Ce dernier ouvrage de Loïc de Kerimel, décédé en mars 2020, sort aujourd’hui en librairie (éditions du Seuil)

L’auteur, Loïc de Kerimel, était agrégé de philosophie et l'auteur de nombreux articles sur la démocratisation et l'enseignement de cette discipline. Membre de la Compagnie de Jésus de 18 à 30 ans, il a tenu un rôle actif dans l'Amitié judéo-chrétienne de France depuis 1995, ainsi que, depuis 2009, au sein de la Conférence Catholique des Baptisé-e-s Francophones (fondée par Anne Soupa et Christine Pedotti pour défendre la place des laïcs, en particulier celle des femmes au sein de l'Église). Toute sa vie, il a été un chrétien engagé militant pour une réforme profonde de l'Église. 

Cet ouvrage prend aujourd’hui une dimension de testament spirituel.

Abus sexuels, concentration de la parole et du pouvoir, exclusion des femmes : comment ces faits ont-ils été rendus possibles au sein d'une institution née pour incarner la parole de Jésus ?

Avec toute la vigueur de la colère et d'un attachement authentique au message évangélique, Loïc de Kerimel prend radicalement au sérieux l’injonction du pape François dans sa Lettre au peuple de Dieu, à propos des abus sexuel de l’été 2018 : « Favorisé par les prêtres eux-mêmes ou par les laïcs, [le cléricalisme] engendre une scission dans le corps ecclésial qui encourage et aide à perpétuer beaucoup de maux que nous dénonçons aujourd’hui. Dire non aux abus, c’est dire non, de façon catégorique, à toute forme de cléricalisme. »

Il va à la racine du mal : l'Église ne produit pas privilèges et abus comme n'importe quelle institution de pouvoir le fait ; elle est fondée sur l'affirmation d'une différence essentielle entre une caste sacerdotale, sacrée, et le peuple des fidèles.

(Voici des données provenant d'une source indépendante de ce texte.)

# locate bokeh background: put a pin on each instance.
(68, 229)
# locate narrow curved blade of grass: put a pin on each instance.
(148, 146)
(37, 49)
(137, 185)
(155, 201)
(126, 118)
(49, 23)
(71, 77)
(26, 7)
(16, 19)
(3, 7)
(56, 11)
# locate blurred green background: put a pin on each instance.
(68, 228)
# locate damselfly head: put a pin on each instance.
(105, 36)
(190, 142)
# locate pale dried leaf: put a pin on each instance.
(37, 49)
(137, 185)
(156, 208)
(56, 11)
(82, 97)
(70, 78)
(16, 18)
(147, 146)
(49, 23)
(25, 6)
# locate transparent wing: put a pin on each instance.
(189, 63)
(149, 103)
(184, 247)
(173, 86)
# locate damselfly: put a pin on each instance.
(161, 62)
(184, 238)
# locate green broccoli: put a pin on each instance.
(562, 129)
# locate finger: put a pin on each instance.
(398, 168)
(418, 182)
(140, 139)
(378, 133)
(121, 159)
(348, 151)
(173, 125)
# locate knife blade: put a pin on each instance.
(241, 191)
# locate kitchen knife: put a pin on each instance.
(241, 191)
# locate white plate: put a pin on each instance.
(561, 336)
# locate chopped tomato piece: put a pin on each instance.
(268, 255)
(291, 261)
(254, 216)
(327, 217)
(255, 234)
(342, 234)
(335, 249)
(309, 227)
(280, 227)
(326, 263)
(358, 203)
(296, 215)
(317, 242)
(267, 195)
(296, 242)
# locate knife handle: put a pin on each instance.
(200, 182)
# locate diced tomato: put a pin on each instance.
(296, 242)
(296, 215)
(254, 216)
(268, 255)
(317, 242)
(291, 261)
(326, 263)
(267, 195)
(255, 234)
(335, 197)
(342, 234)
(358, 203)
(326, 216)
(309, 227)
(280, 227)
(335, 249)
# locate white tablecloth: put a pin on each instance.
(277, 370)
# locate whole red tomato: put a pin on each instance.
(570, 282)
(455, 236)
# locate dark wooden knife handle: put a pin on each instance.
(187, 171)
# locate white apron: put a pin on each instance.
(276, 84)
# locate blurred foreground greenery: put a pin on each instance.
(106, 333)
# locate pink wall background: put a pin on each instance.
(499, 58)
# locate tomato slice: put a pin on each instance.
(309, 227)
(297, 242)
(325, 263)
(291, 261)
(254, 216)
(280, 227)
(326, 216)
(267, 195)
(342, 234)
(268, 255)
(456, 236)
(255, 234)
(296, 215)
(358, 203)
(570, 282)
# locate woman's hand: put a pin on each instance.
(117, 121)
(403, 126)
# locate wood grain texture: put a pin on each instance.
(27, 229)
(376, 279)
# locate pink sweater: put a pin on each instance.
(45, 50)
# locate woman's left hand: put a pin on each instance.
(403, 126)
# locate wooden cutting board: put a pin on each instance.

Alors que Jésus dénonce le monopole des prêtres et de la hiérarchie lévitique du Temple dans l'accès au salut, l'Église chrétienne naissante se dote d'une organisation similaire. Alors même que le judaïsme naissant se convertit à une spiritualité sans prêtres ni sacrifices, l'Église donne au repas du Seigneur, l'eucharistie, une tournure sacrificielle. Or, c'est précisément autour du monopole sacerdotal, et masculin, de cette célébration que le cléricalisme a fait système et s'est installé dans l'histoire. Tenu à l'écart des réformes, il a généré les abus de pouvoir qui gangrènent l'Église aujourd'hui.

Nul doute que cet ouvrage heurtera, ou pire, ces bons catholiques, qui passeront leur chemin. Il a pourtant le grand mérite de proposer une « opération de pensée » en un temps où, selon de bons observateurs de l’Église, ce sont surtout l’émotion et la fidélité aux dogmes qui servent de viatiques. Un livre passionnant et nécessaire.